Now us. Why give myself a C-? Here’s the evidence against us so far:

  • Birth in Manhattan. We are one of those couples who moved to Park Slope but didn’t deign to have our baby in the local hospital eschewing it for the much classier Roosevelt, near Columbus Circle. True, baby mama’s OB/Gyn of 5 years works there, but still, we traveled to Manhattan to have our baby.
  • Modern glider furniture. Our rocking chair is rocking the house, but it is definitely a top of the line chair.
  • Breastfeeding iPhone App. Yes, we have given up pencil and paper, and instead we are tracking the breastfeeding times via an iPhone application.
  • Postpartum doula. We have hired one, to come by for 16 hours or so over the first weeks. When she came to meet us the first time, she popped right on over from the Park Slope Food Co-op.
  • Lactation Consultant, home visit. She came by for a few hours to weigh the baby, check the baby’s latch, help baby mama shift her positioning, and generally be unhelpful in alleviating the pain that babymama was feeling from breastfeeding (see Thrush, above).
  • The organic, all-cotton mattress. Baby mama read an article about how some New Zealand researchers are pointing to cheap mattresses as a factor in SIDS. So we ditched our cheap mattress for a $300 fancy mattress. Which baby mama justified by saying that it was still cheaper than the one the salesman was pushing at Buy Buy Baby. Hmm.
  • The crib. It’s a Muu crib, and while we got it for about 1/3 the price (as a floor model), it’s still a high crime no matter how you slice it.
  • The Mobi. Yep, when we’re not walking the kid around town in the pack-n-go, he’s in the Mobi. It’s a hand-me-down from a friend, and it’s awesome, but it’s pretty PS-standard issue.
  • The Website. Yes, documenting your parenting experience is intrinsically a crazy parent thing to do. I’m not sure it means your kid won’t be normal, but it’s a good bet the kid won’t be normal…

And the evidence for normalcy? There’s that, too. We didn’t buy a changing table, opting for one from a friend that just sits quietly on our existing dresser. We can’t manage a nursery, much less a fancy, painted, delightfully designed one, because all of our crap is crowding out the office where it would be. All of the kid’s clothes are hand-me-downs, generously donated from post-newborn-raising friends. Clothes, the stroller, the boppy pillow, a skip-hop, etc. And the kid wears a plain white onesie about 95% of the time.

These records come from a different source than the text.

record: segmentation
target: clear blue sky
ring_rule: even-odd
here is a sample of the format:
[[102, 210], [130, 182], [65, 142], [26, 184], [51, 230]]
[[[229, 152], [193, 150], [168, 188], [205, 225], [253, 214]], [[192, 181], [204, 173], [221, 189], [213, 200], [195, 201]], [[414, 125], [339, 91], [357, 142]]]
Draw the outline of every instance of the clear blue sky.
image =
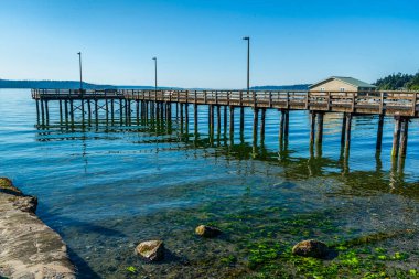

But I would say that on balance, we’re being corrupted by our environment. The fancy-pants parts of the baby’s newborn childhood are exactly the things that are available in our current neighborhood. C- today, and I’m a little edgy about the future…


3 Responses to “Can you raise a normal kid in Park Slope, early assessment”

  1. livingoutsidethescreen January 5, 2011 at 10:23 pm #

    Can’t wait until you write about your tutor search for the 4 year old BB prepping for the city’s Gifted & Talented test. I’m ignoring that diaper comment, because getting creative is just what normal people have to do when they don’t have la-de-da doulas coming over to their homes.

  2. Peter January 6, 2011 at 12:50 am #

    So apparently one danger of clear-eyed self-assessment is that your friends get to kick you while you’re down…

  3. Alan January 6, 2011 at 9:34 am #

    I’d give you a much higher grade than C- (and of course I’m a real expert since my kid is a full 2 weeks older). Nothing wrong with having a bit of help, and I like your crib, so those don’t count as evidence against you.